Pohakuekaha was the aikane of Alika and Ko-aka; Kiapea was the woman of all of them; they died and their bodies transformed into rocks; Pohakuekaha is a stone that is visited often by malihini who are in the area.

The amazing thing about this rock is that if the visitor climbs atop of the rock and throws pebbles into the sea, the sea will turn rough, but not in any other area, just right there.

As for Ko-aka, if the sea is calm right above it, during low tide, this is a sign that will be rough seas; this rock is now located in down in the deep, while Pohakuekaha is on the sand.

These things above deal with the story of this land as was heard by Kahinalua, the kamaaina of this place.

Yours truly,

M. K. KIAMOKU

Alika, S. Kona, Hawaii.

¹Umu is another word for imu, the underground oven (as in the name, Kaumualii).

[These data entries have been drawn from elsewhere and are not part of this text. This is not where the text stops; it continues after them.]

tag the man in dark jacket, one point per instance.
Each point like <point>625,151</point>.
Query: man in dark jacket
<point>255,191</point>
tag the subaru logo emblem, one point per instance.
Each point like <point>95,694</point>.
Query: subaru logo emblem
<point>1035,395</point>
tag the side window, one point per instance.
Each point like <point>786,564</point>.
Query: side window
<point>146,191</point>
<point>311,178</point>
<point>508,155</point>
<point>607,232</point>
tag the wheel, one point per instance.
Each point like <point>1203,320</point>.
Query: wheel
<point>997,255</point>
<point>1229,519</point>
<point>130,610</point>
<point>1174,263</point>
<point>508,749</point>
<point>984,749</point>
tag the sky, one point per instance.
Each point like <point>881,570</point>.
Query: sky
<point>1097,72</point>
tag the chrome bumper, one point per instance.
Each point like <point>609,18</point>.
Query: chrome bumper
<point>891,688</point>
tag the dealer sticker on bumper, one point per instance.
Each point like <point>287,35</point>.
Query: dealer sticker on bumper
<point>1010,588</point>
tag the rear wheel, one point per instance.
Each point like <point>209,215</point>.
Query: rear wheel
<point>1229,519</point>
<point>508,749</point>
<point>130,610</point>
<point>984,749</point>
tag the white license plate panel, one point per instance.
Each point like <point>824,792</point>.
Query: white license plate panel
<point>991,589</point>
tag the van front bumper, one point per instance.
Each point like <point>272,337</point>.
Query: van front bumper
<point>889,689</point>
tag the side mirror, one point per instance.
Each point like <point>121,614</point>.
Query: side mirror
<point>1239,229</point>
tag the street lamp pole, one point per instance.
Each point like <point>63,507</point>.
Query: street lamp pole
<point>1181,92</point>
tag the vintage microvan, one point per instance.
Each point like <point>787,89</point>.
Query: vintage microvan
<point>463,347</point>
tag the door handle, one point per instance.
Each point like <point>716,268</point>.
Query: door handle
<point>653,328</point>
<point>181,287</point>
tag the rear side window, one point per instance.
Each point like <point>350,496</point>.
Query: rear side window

²I am not sure if this is a reference to the actual place called Kaupo in South Kona, or to the famous saying “Kū ke ʻā i ka hale o Kaupō” from the story of Pāmano…

(Kuokoa, 8/7/1886, p. 3)

Ka moolelo i loaa ai ka inoa Alika.

Ka Nupepa Kuokoa, Buke XXV, Helu 32, Aoao 3. Augate 7, 1886.

Advertisements

More “Alika”! 1893.

ALIKA.

Aia i Alika o ka ihu o ka moku,

Ua hao a paihi ka pe’a i na kia

Ke liolio nei na kaula polena

Alualu ole iho i ka pa a ka makani

Ke kau ae nei ka ihu i Makao

Ke iho ae nei e komo i Alika

Ma ke kai melemele ke kowa o Berina

Nani wale ka ikena, na pua i Kalona

I noho i ka iu, ka piko i Himele

Ka hale pama hoomaka i ke kuia.

Aia i Alika o ka ihu o ka moku,

Nana i alakai kuhikuhi pololei

Ke ala pololei e ike ai oe

Ka loa o ka moana, ka piko o ka honua

Paa mai [?] o wakea, kaohi i ka mole

O ka mole o lehua, oa [?] o Kanaloa

A he hoa o you no ka la lealea

Enemi mai loko, pii e ka inaina

Ukiuki ae au, pa oe i ka newa

Ku i ke kuikui, i ka puupuu kahi.

Aia i Alika o ka ihu o ka moku,

Ua kau e ka hae o ka holo keia

Ke lili mai nei na holokahiki

Ua hiki ae nei ka lono i Ladana

Ka oi o Hawaii, ka ike noeau

Noonoo kaulike o you me a’u

Na’u i hookele ku i Bosetona

Lele na ohua na eepakele [eepakeke]

Ma kuu pakeke ka makana he aloha

Lihilihi daimana kapa o Kinikula.

Aia i Alika o ka ihu o ka moku,

Ke huli lua nei ke panana

Nana ia ae ka ohe latitu

I ike pono ia na mile i koe aku

E hiki aku ai i Poka Ailana

Ua lana ka manao a huli hoi aku

Inu i ka wai lohi o loko o Halehai

Haihai olelo aoao me ke hoa

Hoa o ka naika ke ano ahiahi

Holoholo mahina i ka huikaulua.

[It is interesting how this might be divided into 4 stanzas of 10 lines, each beginning with “Aia i Alika o ka ihu o ka moku”. I wonder if it was sung differently than today. The Hawaiian-Language Newspapers are filled with mele: those we are familiar with today (often full of variations), as well at those that have been lost (temporarily) over time!]

(Lei Momi, 7/1/1893, p. 4)

ALIKA

Ka Lei Momi, Buke I, Helu 9, Aoao 4. Iulai 1, 1893.

“Alika” variant, 1898.

ALIKA SONG.

1st

Ma ke kai Melemele

Ke kowa a o Berina

O ka hale lau Pama

A o make i ke kula.

Hui: Aia i Alika

E ka ihu o ka moku

Ua hao a paihi

Na pe’a i ka makani

Ke liuliu nei

Na kaula likini

Alualu ole iho

Ka pe’a i ka makani.

2nd

A oi kau aku

Ka newa i ko piko

Kaa e ka huila

Niniu i ka makani.

[Here is a variant of a mele still popular to this day! I wonder if it was sung to the same tune as we hear it sung now…]

(Loea Kalaiaina, 1/31/1898, p. 1)

ALIKA SONG

Ka Loea Kalaiaina, Buke II, Helu 5, Aoao 1. Ianuari 31, 1898.